CHRONIQUE. Le ressenti, les émotions triomphent aujourd’hui là même où la rationalité devrait s’imposer, et la principale passion à l’œuvre est devenue la peur, constate avec désolation notre chroniqueur Yves Petignat

Altercations, empoignades: en juin dernier, le Palais fédéral avait un instant pu donner l’illusion d’avoir été téléporté en Géorgie, en Turquie, voire, au même moment pour de mêmes incidents, au Palazzo Montecitorio à Rome, où les scènes d’affrontements et de coups de poing entre parlementaires nous sont plus familières. En se penchant ce lundi sur l’échauffourée qui avait mis aux prises les députés UDC Thomas Aeschi et Michael Graber avec des agents de la police fédérale sur les marches du Palais, la Commission de l’immunité du Conseil national a eu le mérite de nous rappeler que les émotions sont inhérentes à la politique.
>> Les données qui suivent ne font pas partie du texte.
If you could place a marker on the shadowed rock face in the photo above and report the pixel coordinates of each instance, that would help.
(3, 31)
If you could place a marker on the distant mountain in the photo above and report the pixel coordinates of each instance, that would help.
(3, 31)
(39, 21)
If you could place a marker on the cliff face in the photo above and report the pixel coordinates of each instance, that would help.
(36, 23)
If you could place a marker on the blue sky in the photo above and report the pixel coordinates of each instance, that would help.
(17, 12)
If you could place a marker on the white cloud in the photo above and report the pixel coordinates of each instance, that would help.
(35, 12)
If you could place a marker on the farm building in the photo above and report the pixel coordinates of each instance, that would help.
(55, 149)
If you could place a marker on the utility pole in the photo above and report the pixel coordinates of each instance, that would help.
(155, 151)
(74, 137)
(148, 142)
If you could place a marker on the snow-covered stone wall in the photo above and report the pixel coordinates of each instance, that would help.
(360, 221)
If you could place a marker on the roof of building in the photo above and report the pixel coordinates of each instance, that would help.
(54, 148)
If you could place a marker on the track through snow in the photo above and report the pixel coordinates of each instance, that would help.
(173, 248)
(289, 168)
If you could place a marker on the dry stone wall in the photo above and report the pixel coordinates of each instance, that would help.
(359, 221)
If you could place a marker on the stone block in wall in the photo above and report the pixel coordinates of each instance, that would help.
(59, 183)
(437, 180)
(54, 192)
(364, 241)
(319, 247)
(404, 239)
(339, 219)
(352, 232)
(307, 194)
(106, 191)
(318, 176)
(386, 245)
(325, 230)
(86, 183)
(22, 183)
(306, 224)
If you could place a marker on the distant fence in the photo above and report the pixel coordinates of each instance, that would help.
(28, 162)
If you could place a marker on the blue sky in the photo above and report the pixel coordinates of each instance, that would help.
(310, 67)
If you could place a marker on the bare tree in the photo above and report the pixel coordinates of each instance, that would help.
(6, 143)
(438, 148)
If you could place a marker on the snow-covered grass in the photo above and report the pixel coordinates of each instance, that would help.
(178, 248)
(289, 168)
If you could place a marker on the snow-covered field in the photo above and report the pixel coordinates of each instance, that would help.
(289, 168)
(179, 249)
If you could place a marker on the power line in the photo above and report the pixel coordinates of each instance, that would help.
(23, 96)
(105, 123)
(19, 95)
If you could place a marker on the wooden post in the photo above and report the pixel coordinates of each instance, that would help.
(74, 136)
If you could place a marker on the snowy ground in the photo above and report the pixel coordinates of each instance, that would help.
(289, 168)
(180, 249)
Emotions, rapports de force avec parfois un peu de rationalité. Le parlement suisse a beau être réputé pour sa culture du compromis, son sens pragmatique et plus généralement son profond ennui médiatique, pas plus que l’Assemblée nationale française ou le parlement taïwanais, il n’échappe aux réactions vives de sentiments humains.

Tristesse et frustration de Jean-Pascal Delamuraz lorsqu’il évoque «un dimanche noir» au soir du rejet de l’adhésion à l’EEE en 1992, colère de Christoph Blocher éjecté du Conseil fédéral en 2007, consternation d’Opération Libero après que le Conseil fédéral eut tiré la prise des négociations avec l’UE, découragement des milieux académiques privés de participation aux programmes de recherche européens et joie à l’UDC. Si les résultats d’une votation, d’une élection, provoquent des émotions chez chacun de nous, il n’en reste pas moins, selon la théorie du Prix Nobel d’économie Daniel Kahneman, que les émotions sont très souvent à l’origine des décisions capitales. «Un enjeu puissant va produire des émotions puissantes et des impulsions fortes à l’action». Pour Hobbes, en politique, tout naît de la peur. Pour Rousseau, la révolte contre l’injustice a le pouvoir de changer les choses. Sans porter de jugement sur le bien-fondé de certaines décisions, on rappellera le rôle des émotions dans la volonté de couper la participation suisse à l’UNRWA, de la peur dans la sortie du nucléaire programmée après le drame de Fukushima, de la compassion pour l’accueil de réfugiés ukrainiens et de la peur encore pour l’aide à l’Ukraine. De la peur toujours pour que le gouvernement se résigne à la réglementation «too big to fail» après la quasi-faillite d’UBS en 2008 et songe à la renforcer encore après la chute de CS, etc.